Despite this exposure, many SMBs are not fully aware of the danger they face. The same research found that only 34% consider themselves “very concerned” about payment fraud, and 62% say they’re confident they’re catching most or all fraud attempts. That confidence doesn’t align with the data, and it’s costing SMBs and the banks that serve them.
4 ways to turn the tide against SMB fraud threats
Banks need a proactive and digitally enabled approach to SMB fraud prevention. Here are four steps they should take:
Start by segmenting risk more intelligently. SMBs aren’t “lite” consumers. They’re high-risk entities processing frequent payments with small teams and minimal internal oversight. Banks should evaluate fraud risk based on transaction type and volume, not just business size.

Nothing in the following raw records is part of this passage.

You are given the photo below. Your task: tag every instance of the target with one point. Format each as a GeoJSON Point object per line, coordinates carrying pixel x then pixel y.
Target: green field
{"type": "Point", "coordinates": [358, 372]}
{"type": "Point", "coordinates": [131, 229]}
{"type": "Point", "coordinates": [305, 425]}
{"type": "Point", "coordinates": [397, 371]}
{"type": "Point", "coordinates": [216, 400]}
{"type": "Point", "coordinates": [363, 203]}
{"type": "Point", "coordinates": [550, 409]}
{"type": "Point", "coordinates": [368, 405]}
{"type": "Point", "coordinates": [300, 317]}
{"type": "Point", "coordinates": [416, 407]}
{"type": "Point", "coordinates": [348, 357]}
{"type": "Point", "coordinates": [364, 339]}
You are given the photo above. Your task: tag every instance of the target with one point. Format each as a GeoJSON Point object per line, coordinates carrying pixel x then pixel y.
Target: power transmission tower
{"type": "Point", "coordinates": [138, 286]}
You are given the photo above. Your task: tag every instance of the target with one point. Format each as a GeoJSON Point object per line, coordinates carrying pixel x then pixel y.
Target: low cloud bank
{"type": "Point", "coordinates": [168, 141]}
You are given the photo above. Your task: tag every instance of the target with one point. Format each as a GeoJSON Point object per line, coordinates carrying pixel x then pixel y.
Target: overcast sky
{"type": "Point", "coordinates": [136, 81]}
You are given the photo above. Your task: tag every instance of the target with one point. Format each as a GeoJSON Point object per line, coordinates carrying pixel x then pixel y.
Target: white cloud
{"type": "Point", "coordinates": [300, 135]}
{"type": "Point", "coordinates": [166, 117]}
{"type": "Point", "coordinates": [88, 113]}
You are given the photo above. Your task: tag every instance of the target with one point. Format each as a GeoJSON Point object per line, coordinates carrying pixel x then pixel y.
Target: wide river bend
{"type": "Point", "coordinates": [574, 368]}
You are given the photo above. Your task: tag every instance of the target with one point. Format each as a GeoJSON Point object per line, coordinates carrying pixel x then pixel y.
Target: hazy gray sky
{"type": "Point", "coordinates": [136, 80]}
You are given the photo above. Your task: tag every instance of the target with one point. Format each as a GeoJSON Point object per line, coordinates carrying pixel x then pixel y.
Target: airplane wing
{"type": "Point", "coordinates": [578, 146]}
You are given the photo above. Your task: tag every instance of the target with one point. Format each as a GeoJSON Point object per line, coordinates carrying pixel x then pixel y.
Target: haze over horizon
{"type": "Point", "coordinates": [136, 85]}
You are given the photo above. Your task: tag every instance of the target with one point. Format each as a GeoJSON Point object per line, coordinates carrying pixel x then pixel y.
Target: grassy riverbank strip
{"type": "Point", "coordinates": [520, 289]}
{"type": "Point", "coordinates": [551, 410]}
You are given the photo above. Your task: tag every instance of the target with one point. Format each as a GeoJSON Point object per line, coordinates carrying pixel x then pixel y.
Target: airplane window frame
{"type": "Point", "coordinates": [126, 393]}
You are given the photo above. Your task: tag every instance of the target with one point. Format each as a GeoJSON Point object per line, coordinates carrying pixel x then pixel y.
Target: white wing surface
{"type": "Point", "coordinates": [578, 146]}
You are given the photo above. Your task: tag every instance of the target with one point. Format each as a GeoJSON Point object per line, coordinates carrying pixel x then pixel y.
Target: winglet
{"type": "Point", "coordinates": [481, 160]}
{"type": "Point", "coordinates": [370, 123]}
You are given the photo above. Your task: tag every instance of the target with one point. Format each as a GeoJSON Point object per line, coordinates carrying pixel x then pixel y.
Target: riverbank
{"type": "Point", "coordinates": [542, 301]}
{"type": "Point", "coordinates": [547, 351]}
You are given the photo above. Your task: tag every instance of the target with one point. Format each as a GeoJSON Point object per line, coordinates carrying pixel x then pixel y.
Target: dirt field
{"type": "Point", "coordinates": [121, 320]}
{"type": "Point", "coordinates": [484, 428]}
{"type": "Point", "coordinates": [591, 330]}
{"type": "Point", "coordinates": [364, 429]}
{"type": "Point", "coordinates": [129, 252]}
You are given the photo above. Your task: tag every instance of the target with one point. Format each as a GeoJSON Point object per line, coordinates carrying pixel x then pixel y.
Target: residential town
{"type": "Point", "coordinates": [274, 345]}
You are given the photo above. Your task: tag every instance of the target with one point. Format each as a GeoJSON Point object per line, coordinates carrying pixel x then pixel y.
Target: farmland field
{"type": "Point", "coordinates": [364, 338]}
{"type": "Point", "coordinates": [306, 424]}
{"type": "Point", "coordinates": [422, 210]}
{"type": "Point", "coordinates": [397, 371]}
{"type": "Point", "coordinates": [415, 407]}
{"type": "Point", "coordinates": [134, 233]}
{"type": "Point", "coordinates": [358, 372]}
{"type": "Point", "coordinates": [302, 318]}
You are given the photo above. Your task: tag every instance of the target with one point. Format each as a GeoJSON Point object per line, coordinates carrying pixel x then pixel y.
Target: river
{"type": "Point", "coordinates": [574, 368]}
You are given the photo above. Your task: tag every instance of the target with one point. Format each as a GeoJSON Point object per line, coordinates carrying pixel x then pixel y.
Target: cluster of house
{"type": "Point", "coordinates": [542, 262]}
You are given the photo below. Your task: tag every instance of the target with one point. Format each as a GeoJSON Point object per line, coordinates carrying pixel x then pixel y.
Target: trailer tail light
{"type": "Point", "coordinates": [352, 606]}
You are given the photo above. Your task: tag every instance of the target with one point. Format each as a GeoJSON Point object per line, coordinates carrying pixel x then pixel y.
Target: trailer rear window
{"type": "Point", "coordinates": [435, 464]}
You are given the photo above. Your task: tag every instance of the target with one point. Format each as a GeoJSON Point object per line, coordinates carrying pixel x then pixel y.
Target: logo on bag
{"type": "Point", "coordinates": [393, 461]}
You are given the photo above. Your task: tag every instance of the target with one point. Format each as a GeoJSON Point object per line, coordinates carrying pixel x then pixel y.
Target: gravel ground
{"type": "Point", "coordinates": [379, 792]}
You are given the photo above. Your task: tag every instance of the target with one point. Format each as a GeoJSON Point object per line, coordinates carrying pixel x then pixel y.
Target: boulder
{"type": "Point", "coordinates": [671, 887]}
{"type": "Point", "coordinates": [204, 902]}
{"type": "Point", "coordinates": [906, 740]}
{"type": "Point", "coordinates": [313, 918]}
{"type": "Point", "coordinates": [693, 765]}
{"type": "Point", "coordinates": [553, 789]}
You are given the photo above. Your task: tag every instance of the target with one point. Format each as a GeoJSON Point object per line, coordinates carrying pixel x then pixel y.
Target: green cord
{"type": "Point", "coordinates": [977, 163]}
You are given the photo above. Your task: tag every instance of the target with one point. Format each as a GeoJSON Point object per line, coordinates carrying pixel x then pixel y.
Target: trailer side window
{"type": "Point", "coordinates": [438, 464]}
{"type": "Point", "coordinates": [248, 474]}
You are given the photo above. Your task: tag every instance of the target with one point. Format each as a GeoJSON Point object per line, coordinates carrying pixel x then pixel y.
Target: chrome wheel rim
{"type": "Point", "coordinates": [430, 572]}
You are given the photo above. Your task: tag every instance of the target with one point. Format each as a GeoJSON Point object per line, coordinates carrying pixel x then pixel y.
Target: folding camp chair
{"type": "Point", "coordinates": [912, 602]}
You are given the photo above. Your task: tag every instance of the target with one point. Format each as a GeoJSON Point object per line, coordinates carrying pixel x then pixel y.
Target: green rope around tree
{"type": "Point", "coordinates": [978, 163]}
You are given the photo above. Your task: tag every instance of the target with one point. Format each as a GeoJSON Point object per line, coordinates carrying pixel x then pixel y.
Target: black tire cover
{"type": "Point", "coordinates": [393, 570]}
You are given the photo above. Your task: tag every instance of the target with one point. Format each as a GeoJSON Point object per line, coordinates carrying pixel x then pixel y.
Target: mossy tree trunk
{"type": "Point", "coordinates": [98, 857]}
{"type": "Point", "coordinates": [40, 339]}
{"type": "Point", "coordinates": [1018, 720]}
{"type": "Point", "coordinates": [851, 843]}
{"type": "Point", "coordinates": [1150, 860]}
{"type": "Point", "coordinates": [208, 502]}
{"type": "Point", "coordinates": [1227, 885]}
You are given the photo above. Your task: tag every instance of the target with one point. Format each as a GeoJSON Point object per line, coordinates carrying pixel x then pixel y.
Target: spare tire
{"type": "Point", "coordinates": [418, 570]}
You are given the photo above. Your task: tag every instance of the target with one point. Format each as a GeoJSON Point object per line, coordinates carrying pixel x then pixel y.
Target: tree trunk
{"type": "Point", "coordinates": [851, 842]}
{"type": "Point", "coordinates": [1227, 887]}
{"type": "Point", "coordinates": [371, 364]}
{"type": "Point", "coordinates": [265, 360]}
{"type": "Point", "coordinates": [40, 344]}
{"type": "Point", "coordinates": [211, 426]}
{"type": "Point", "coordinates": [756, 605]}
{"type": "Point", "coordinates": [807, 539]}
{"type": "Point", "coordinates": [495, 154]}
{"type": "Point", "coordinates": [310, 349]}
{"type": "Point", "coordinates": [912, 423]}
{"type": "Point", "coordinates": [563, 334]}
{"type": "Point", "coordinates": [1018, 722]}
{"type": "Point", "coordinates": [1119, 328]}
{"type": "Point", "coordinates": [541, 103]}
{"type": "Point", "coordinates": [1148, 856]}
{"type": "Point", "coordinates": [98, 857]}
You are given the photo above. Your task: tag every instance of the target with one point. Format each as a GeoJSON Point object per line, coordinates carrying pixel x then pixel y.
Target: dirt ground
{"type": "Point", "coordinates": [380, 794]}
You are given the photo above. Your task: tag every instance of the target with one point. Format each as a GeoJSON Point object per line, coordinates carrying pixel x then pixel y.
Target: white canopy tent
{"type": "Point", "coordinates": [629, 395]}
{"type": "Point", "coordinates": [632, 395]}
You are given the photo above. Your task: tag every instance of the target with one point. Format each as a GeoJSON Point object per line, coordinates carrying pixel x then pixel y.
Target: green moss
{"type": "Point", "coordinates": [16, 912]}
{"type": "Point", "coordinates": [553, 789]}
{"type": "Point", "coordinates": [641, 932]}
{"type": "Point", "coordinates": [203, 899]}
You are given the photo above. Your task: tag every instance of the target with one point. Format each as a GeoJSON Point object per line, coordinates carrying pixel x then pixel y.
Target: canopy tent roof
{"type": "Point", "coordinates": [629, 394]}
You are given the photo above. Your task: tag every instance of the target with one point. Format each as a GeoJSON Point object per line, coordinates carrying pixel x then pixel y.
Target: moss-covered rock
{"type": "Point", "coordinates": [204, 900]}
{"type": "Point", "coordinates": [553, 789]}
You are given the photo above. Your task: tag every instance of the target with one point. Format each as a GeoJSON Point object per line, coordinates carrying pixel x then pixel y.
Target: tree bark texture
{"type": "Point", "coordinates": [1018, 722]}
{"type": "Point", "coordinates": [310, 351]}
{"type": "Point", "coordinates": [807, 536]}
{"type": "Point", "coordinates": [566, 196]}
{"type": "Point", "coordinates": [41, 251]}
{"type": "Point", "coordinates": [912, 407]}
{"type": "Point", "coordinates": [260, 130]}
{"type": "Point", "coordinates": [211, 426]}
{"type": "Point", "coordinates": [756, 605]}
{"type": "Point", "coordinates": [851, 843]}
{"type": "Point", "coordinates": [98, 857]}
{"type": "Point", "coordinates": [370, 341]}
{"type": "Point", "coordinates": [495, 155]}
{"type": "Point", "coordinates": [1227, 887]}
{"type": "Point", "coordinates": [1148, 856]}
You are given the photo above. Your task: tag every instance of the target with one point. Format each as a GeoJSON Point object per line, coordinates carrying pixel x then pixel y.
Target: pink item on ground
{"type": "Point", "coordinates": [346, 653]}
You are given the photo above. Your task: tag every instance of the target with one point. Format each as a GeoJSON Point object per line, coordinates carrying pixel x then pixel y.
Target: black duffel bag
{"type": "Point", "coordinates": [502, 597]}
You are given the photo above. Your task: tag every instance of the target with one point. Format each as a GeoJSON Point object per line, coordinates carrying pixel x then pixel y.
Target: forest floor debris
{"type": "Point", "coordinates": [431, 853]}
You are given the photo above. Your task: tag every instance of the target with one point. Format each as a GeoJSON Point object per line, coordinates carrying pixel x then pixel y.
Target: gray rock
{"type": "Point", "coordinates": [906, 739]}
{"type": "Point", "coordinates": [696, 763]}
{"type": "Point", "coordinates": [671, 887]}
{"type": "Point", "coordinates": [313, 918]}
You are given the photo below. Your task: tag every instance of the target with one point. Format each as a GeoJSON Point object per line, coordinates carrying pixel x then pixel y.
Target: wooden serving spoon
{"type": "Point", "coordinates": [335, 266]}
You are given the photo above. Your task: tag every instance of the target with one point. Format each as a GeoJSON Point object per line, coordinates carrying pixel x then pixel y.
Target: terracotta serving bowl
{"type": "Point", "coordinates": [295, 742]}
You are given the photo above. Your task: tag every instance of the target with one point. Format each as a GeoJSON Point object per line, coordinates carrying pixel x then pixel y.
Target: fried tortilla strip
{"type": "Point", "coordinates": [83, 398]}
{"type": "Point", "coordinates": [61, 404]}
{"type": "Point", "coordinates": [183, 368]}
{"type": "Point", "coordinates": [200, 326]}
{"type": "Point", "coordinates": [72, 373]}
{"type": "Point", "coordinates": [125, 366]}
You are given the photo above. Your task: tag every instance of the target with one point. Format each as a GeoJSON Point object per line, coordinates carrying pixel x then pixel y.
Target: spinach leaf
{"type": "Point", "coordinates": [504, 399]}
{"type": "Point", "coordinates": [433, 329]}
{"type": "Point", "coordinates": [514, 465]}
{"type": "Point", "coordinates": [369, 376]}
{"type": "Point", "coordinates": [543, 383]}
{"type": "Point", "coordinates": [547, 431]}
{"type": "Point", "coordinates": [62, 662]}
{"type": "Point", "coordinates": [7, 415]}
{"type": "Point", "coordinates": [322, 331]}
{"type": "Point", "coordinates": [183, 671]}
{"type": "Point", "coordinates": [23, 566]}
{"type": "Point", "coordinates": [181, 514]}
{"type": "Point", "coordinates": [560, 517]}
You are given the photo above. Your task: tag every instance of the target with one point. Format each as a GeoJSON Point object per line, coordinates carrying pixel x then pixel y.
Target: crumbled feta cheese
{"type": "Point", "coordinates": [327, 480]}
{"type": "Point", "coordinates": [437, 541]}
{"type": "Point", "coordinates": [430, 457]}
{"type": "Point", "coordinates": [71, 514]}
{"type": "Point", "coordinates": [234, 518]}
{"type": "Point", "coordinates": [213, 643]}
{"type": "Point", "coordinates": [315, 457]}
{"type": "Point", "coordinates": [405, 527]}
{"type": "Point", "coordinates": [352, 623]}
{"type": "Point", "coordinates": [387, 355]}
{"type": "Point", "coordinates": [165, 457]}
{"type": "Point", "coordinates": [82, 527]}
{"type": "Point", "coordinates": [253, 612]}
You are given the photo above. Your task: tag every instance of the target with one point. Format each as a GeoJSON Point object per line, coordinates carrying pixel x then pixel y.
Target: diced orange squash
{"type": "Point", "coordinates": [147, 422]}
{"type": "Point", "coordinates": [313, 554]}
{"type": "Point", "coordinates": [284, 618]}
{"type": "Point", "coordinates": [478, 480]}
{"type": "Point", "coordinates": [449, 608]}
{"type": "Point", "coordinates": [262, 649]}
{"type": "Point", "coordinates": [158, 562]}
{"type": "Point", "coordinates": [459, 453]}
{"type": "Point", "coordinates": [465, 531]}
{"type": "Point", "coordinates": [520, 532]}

Make education the frontline defense. Banks should integrate fraud education into onboarding, use contextual nudges in digital banking, host training sessions, and make the business case clear with real-world examples. This ongoing education should be tailored to the evolving threat landscape, ensuring SMBs are equipped to recognize and respond to the latest fraud tactics with confidence.
Reduce friction. More than half of business customers that use fraud prevention tools say the setup process is difficult. Banks should prioritize making these services more accessible and easier to adopt, especially for smaller businesses with limited technical resources.
Modernize monitoring. Some institutions are now evaluating behavioral and digital session data as part of their broader fraud risk strategy. Earlier detection and response can benefit SMBs, particularly if it allows banks to intervene without slowing down legitimate activity.
This is a clear opportunity. But the onus is on banks to act.
Banks must stop waiting for a crisis before offering solutions. Small businesses need fraud prevention to be a standard, non-negotiable part of their banking relationship.
Jeff Scott is Vice President of Fraudtech at Q2.